From Drugs.com - December 4, 2017

Even Non-Heart Surgery May Harm Your Heart

MONDAY, Dec. 4, 2017 -- Older adults commonly suffer damage to heart cells during various types of surgery -- even non-heart-related surgeries -- and it can significantly raise their risk of dying from the procedure, a new study finds.

The research looked at a phenomenon called perioperative myocardial injury, or PMI. It refers to subtler heart damage that can happen during or soon after any type of surgery.

Older patients and those who already have heart disease are at increased risk.

However, the condition is easily missed because most of the affected patients have no chest pain or other symptoms, according to Dr. Christian Puelacher, the first author on the new study. He's a clinical researcher at Cardiovascular Research Institute Basel in Switzerland.

Puelacher's team found that PMI may happen more often than doctors have typically thought: Of more than 2,000 high-risk patients they screened, 1 in 7 developed PMI after a non-cardiac surgery, the study found.

"This suggests we have underestimated the number of myocardial [heart] injuries that occur during non-cardiac surgery," said Dr. Alistair Phillips, co-chair of the surgeons' section leadership council for the American College of Cardiology.

The cases were found because all of the patients -- treated at the University Hospital Basel in Switzerland -- were screened for PMI with a newer blood test: a so-called "high sensitivity" troponin test, which detects elevations in the heart protein troponin.

When troponin levels rise, it's a sign of heart damage, Phillips explained.

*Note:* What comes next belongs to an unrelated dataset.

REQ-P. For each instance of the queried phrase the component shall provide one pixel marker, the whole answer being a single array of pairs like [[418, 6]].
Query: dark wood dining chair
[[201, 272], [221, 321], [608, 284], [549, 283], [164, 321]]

High-sensitivity troponin tests have been used in Europe and elsewhere for several years, but have only recently become available in the United States. The U.S. Food and Drug Administration approved the first such test earlier this year.

Phillips, who was not involved with the study, said that as such testing comes into wider use, doctors will be able to better manage patients who develop PMI.

The findings are based on more than 2,000 patients who underwent non-cardiac procedures ranging from knee and prostate surgeries to hip replacements and gallbladder removal.

All of the patients had their troponin levels measured before and after surgery because they were considered high-risk for PMI: They were either older than 65, or had a history of heart disease, stroke or peripheral artery disease (clogged leg arteries).

Overall, 1 in 7 developed PMI. And those patients had a six times higher death rate in the 30 days after surgery: 9 percent died, versus only 1.5 percent of patients without PMI.

Most often, the study found, patients had no telltale signs of heart damage. Only 6 percent had chest pain, while 18 percent had any symptoms to signal that blood and oxygen flow to the heart was being impaired.

According to Puelacher, the findings offer some "first hints" that systematic screening for PMI can benefit patients.